Did you have to write a new compiler as well?
Yup! We had to write our own parser because we need to support several features that need an AST representation of the source code:
- We have a set of linting passes that try to find common mistakes such as unknown globals and promote good style such as using locals when possible
- We support autocomplete that tries to understand the intent behind the untyped Lua code and convert it into "probable, if imprecise, type information"
- We are working on actual rigorous type inference and checking (with syntactic extensions for type annotations)

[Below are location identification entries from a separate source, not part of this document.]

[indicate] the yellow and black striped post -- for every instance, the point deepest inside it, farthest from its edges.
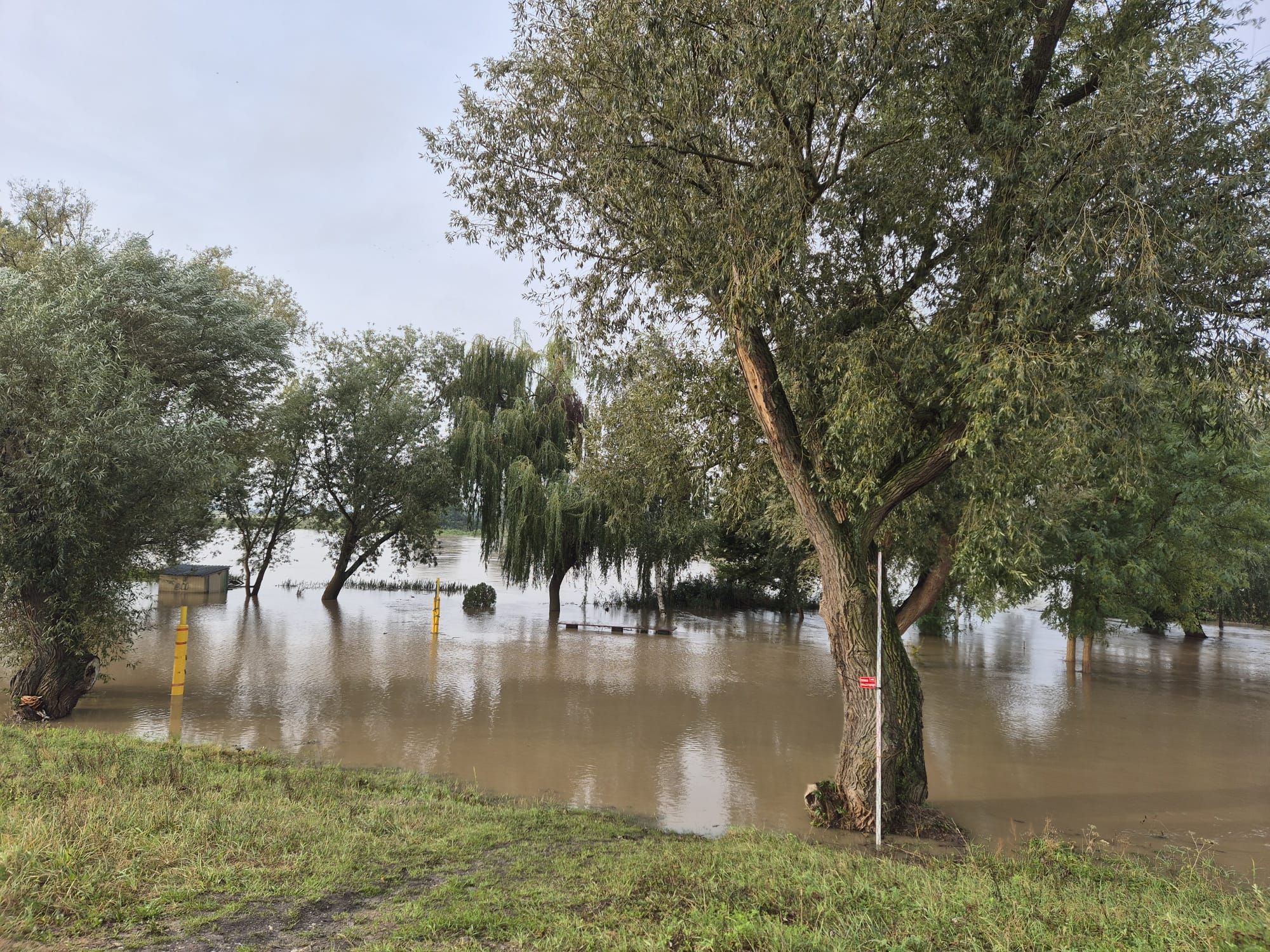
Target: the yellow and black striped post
(178, 662)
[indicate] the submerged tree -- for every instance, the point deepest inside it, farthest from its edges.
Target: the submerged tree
(123, 375)
(516, 441)
(647, 465)
(924, 230)
(267, 494)
(1156, 532)
(378, 469)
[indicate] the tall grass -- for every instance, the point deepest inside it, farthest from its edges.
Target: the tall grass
(109, 838)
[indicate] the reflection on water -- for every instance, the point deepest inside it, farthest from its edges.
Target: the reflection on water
(722, 724)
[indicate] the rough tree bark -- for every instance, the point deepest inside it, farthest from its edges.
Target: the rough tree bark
(346, 565)
(59, 677)
(1192, 629)
(558, 577)
(846, 553)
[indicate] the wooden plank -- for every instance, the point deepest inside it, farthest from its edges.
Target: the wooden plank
(620, 629)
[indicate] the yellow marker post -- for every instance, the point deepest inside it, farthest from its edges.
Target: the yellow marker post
(178, 662)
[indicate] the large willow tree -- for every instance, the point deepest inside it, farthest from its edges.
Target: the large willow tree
(125, 374)
(518, 433)
(925, 229)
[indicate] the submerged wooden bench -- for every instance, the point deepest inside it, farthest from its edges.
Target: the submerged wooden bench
(623, 629)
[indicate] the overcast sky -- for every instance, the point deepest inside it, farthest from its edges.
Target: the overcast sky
(285, 130)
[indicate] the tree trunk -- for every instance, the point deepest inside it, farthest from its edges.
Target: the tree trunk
(665, 585)
(260, 573)
(337, 582)
(846, 606)
(849, 611)
(558, 578)
(1192, 629)
(58, 677)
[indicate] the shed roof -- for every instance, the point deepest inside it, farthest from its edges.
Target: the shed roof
(195, 569)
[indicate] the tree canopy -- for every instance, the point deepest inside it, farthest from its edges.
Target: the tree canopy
(379, 469)
(929, 233)
(123, 373)
(518, 427)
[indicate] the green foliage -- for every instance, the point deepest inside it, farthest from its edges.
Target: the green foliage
(481, 597)
(379, 469)
(937, 227)
(123, 375)
(647, 464)
(516, 439)
(266, 497)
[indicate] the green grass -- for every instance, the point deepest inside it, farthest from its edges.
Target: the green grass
(107, 838)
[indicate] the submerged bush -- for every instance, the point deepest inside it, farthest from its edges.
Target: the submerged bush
(479, 598)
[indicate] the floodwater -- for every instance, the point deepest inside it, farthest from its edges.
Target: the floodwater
(1166, 742)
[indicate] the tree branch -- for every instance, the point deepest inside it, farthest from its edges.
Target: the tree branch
(912, 477)
(928, 590)
(777, 418)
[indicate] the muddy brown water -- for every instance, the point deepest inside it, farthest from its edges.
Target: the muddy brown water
(1165, 743)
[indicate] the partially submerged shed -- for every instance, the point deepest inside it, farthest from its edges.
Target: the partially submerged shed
(200, 579)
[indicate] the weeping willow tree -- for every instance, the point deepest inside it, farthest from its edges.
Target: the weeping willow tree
(647, 463)
(516, 442)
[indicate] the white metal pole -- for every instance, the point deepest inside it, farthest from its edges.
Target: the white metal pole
(878, 709)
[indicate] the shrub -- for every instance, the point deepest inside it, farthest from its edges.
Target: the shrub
(481, 598)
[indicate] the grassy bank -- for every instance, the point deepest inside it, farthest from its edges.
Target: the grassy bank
(107, 840)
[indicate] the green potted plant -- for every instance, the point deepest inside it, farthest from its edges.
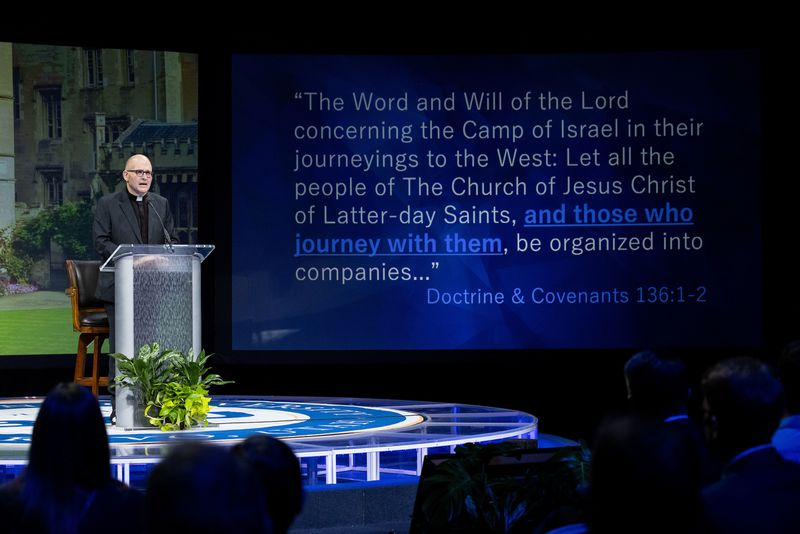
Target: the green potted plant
(171, 387)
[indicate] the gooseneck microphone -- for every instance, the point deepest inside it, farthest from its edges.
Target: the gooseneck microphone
(167, 238)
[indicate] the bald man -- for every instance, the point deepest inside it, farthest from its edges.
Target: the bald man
(131, 216)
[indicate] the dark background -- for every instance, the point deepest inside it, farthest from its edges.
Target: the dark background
(568, 390)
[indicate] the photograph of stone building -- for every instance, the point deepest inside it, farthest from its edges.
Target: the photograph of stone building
(70, 116)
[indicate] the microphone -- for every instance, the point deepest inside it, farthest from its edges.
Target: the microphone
(167, 239)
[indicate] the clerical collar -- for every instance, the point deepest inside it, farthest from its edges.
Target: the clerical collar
(136, 198)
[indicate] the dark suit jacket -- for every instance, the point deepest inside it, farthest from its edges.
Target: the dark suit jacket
(115, 224)
(757, 493)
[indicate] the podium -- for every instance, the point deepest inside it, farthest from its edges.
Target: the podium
(157, 299)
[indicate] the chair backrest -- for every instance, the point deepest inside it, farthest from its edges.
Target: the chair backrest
(83, 275)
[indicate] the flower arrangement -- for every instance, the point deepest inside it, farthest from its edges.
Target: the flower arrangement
(172, 386)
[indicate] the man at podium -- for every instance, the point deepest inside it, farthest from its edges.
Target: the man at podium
(130, 216)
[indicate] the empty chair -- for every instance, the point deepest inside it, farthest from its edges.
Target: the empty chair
(89, 318)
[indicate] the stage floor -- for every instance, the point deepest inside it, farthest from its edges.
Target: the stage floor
(337, 439)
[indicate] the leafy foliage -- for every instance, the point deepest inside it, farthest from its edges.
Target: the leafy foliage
(68, 225)
(173, 386)
(179, 406)
(470, 493)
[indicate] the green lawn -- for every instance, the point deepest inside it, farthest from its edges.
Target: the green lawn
(37, 323)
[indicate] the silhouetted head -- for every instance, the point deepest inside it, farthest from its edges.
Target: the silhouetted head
(279, 471)
(69, 444)
(657, 386)
(743, 404)
(204, 489)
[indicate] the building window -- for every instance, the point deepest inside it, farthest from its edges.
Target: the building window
(15, 78)
(94, 67)
(131, 66)
(114, 128)
(53, 181)
(51, 105)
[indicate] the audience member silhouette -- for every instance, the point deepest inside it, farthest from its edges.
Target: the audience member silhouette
(787, 438)
(658, 387)
(204, 489)
(279, 471)
(643, 478)
(759, 490)
(67, 486)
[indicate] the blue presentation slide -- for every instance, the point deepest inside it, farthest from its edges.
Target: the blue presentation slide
(496, 201)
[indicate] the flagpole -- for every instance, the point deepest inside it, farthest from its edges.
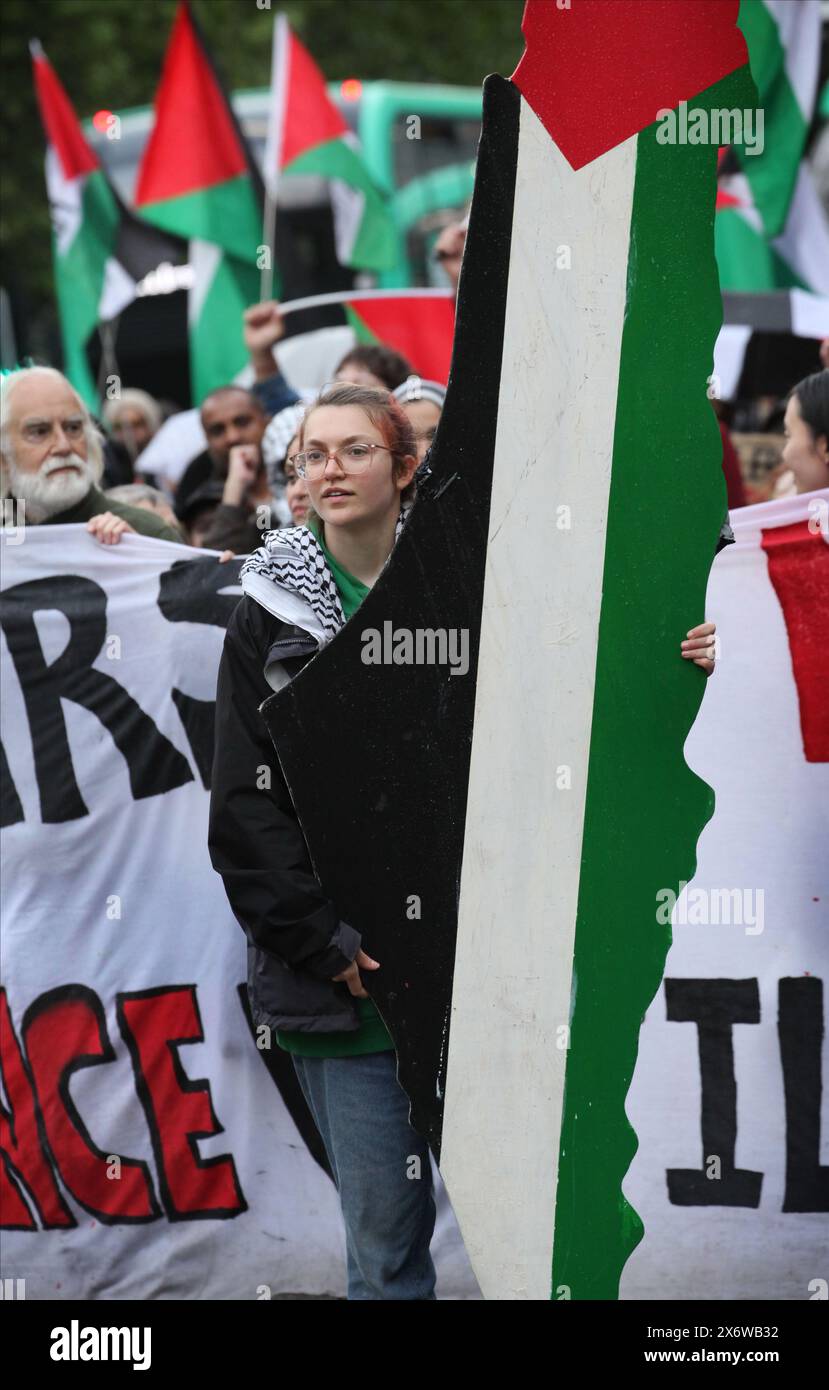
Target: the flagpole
(109, 363)
(269, 231)
(348, 296)
(273, 146)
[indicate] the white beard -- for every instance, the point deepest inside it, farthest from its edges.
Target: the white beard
(46, 492)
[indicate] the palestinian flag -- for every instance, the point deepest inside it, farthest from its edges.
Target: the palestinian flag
(196, 180)
(416, 323)
(783, 39)
(523, 790)
(308, 135)
(750, 262)
(100, 250)
(771, 228)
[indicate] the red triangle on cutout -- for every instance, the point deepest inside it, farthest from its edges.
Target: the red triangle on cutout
(598, 71)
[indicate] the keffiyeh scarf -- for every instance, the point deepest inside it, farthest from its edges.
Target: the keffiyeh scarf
(292, 559)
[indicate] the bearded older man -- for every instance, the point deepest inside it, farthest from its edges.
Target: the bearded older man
(50, 459)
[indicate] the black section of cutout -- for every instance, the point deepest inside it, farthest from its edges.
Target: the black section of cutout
(377, 755)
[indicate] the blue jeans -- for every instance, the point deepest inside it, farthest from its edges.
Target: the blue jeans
(362, 1114)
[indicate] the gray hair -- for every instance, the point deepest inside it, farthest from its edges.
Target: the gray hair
(139, 401)
(9, 384)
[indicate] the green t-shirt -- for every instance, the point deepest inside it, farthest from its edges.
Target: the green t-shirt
(372, 1034)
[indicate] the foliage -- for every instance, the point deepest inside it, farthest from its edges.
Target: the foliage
(107, 53)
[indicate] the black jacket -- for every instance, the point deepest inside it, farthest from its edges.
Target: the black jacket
(295, 938)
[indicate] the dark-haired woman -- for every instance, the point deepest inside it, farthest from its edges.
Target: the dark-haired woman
(806, 453)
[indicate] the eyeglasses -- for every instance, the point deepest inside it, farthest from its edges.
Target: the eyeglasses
(353, 458)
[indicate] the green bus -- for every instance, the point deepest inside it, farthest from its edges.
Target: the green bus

Since we had to write a parser anyway, instead of compiling from source to bytecode as we parse, as Lua and LuaJIT do, we implemented a more traditional AST -> bytecode compiler. This allows us to implement high level optimizations such as "deep" constant folding across function boundaries, local function inlining, smarter register allocation etc.
In absence of type information we are currently limited in the optimizations we can do due to possible side effects of many operations - most operations in Lua can result in arbitrary Lua code being called - but when we get type information we're hoping to be able to do even more high level optimizations.